Compared with ingesting water alone, cyclists who ingested potato puree performed as well during an endurance trial as cyclists who consumed a commercial carbohydrate energy gel with the same amount of carbohydrate.

"In conclusion," note the researchers in a recent Journal of Applied Physiology paper on the study, "potato and gel ingestion equally sustained blood glucose concentrations and [time trial] performance."
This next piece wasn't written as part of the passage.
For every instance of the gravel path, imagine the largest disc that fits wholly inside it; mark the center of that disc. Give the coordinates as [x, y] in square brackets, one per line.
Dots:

"Research has shown," says senior study author Nicholas A. Burd, a professor of kinesiology and community health at the University of Illinois at Urbana-Champaign, "that ingesting concentrated carbohydrate gels during prolonged exercise promotes carbohydrate availability during exercise and improves exercise performance."

"Our study aim was to expand and diversify race fueling options for athletes and offset flavor fatigue," he adds.

Although protein and fat can supply energy, the body breaks down carbohydrate much more efficiently to meet the energy demands of high intensity exercise.

Carbohydrate energy gels are ideal race fuels because, not only do they sustain performance, but the body readily digests and absorbs them.

"Potatoes are a whole food based option that fulfills these criteria, yet their impact on performance remains unexamined," write the authors.

*Potato puree vs. carbohydrate gel*
The study involved 12 healthy cyclists with several years of training and whose weekly cycling distance averaged 165 miles (267 kilometers). Their average age was 31 years old.

The team randomly assigned each participant to one of three race fuel groups: potato puree, carbohydrate gel, and water only. All groups completed a 2-hour cycling challenge and a time trial while consuming their particular race fuel.

The trial had a crossover design, meaning that the groups swapped around so that each participant experienced all three race fuels.

The researchers standardized the cyclists' food intake for 24 hours before the trial.

The cyclists gave blood samples throughout the trials. The researchers also monitored their heart rates, core body temperatures, exercise intensity, and gastric emptying. They also noted gastrointestinal symptoms.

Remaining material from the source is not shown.